“Freckles,” I murmured. I wanted to yell to Mother and Father across the strait. Freckles on an ogre!
Sweat lines streaked his forehead and cheeks. “Make way!”
An angry voice rang out. “We’re crushed, Count Jonty Um.” The voice paused. “Begging your pardon.”
The crowd squeezed closer. Behind us, the table fell over. The ogre drew almost even with me so I could see down to his chest. Of course his dog remained out of sight.
His tunic, dyed a wealthy deep scarlet, was silk. A silver pendant on a gold chain hung around his neck. The pendant and chain together probably weighed ten pounds and would be worth a hundred apprenticeships.
He passed on. People spaced themselves apart again. Someone complained that Count Jonty Um strolled only at the busiest time of day.
Behind me a familiar voice spit out, “Monster!”
The mending mistress’s table lay on its side. Piles of clothing had slid to the ground. I righted the table and began to pick up garments.
She took a tunic and attempted to brush it clean while making a sound of disgust in her throat.
I tried the accent again. “What a pity!” I folded hose for her.
“Don’t think you can pretend to help and make off with a cap.”
I raised my empty hands. My voice rose, and my attempt at an accent vanished. “As if I would! Lambs and calves! The ogre has more manners than you!” I moved away.
Her indignant voice followed me. “You compare me to an ogre? How is that for manners?”
I felt my face turn as red as Count Jonty Um’s had been. People gave me a wide berth.
One could speak however one liked to an unknown young person with no coppers in her purse. In a mansioner’s play, the impoverished unknown woman was often a goddess in disguise. If this were a play, the goddess (me) would transform the mending mistress into stone or into a deer. I grew more cheerful.
The ogre could actually shape-shift into a deer. How curious that he went about the town in his own form. If he turned himself into a cat, everyone would love him.
Might he have done so earlier? Could he have been the one to take my coin? Might his wealth be cat plunder?
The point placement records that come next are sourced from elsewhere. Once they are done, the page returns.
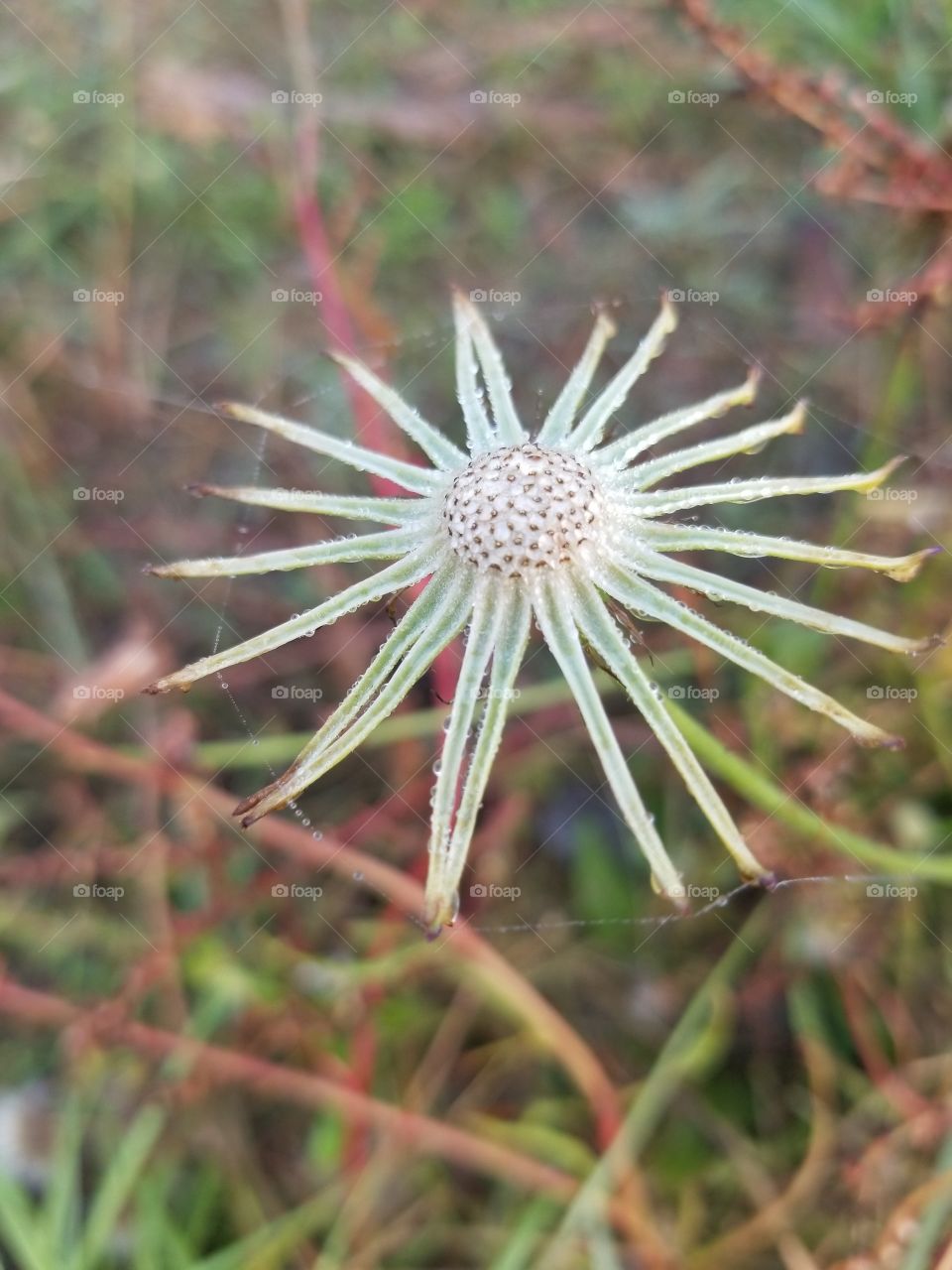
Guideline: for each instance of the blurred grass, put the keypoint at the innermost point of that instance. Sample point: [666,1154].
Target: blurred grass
[809,1082]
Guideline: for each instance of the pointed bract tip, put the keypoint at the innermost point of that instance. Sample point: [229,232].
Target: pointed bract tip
[905,568]
[604,320]
[232,409]
[752,384]
[669,310]
[766,880]
[880,739]
[797,417]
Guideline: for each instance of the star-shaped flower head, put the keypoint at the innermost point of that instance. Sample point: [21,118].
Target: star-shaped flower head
[560,527]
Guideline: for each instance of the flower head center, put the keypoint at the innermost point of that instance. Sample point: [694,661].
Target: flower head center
[522,508]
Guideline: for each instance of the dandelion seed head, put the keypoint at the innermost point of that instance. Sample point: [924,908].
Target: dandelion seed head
[566,535]
[521,508]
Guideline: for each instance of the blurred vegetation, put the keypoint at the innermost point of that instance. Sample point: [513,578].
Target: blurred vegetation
[571,1079]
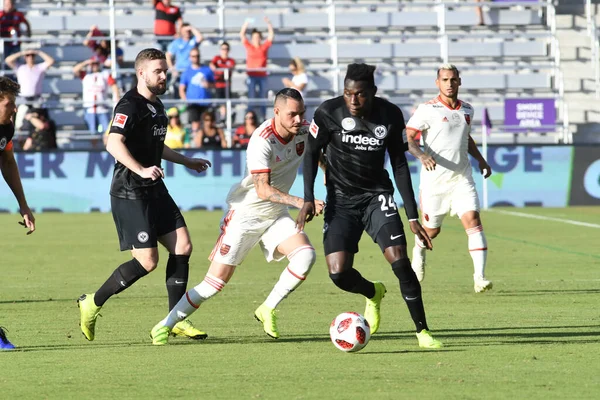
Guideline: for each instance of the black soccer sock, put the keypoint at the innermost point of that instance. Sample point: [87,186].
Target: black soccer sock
[178,268]
[411,292]
[123,277]
[352,281]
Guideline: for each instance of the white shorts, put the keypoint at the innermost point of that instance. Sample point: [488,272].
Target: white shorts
[457,201]
[241,231]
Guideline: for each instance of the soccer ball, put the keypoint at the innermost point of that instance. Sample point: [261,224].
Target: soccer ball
[350,332]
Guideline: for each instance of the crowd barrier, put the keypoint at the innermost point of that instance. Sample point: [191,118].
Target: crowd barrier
[78,182]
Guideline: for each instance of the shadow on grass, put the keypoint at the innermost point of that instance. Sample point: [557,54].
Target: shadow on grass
[545,292]
[74,299]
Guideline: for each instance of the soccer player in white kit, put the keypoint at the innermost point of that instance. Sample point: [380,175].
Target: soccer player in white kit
[258,214]
[447,185]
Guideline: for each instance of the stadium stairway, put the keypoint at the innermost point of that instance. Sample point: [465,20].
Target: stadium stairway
[576,65]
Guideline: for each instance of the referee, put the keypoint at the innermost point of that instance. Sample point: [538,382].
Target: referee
[142,208]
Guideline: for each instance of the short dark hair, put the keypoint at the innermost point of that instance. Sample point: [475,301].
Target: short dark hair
[288,93]
[361,72]
[148,55]
[8,86]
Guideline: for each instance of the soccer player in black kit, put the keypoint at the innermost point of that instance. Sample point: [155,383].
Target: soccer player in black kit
[9,90]
[142,208]
[355,130]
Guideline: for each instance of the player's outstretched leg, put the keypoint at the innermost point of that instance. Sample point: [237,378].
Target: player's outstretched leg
[478,252]
[418,260]
[210,286]
[178,268]
[301,261]
[373,307]
[411,292]
[5,344]
[90,304]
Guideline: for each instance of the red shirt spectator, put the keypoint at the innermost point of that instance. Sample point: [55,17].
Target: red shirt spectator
[167,16]
[256,57]
[222,61]
[10,24]
[244,132]
[257,52]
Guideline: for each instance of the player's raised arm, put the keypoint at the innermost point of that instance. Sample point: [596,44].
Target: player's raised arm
[197,164]
[403,180]
[264,190]
[415,127]
[317,139]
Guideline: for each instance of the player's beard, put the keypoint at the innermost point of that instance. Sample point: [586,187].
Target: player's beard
[158,89]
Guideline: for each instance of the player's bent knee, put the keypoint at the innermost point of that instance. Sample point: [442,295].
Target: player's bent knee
[409,284]
[184,249]
[403,270]
[433,232]
[302,260]
[148,262]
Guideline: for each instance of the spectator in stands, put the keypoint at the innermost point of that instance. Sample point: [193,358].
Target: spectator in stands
[10,27]
[194,87]
[256,60]
[299,78]
[167,22]
[102,47]
[479,13]
[95,84]
[209,136]
[180,48]
[218,64]
[31,77]
[242,134]
[177,137]
[42,133]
Noon bells rang from the direction of the king’s castle, joined in a moment by more distant ringing. Then other bells tolled closer by, sounding from somewhere in town, likely the Justice Hall. Last came the harbor bells, chiming out across the strait.
I stopped my climb to listen—bass bells, tenor bells, bright soprano bells, all in harmony—pealing and pealing, calling to anyone with ears, but saying to only me, Two Castles, king’s town, big town, thief town, stay, Lahnt girl, stay.
Or maybe they said, Starve, Lahnt girl, starve.
The bells faded. I continued on my way.
Chapter Five
A market square opened before me, more crammed with stalls and people than the street had been. The odors of sweat and spoiled eggs hung over all, but they were redeemed by the aroma of baking bread, roast meat, and the faint but heady fragrance of marchpane—sugared almond candy.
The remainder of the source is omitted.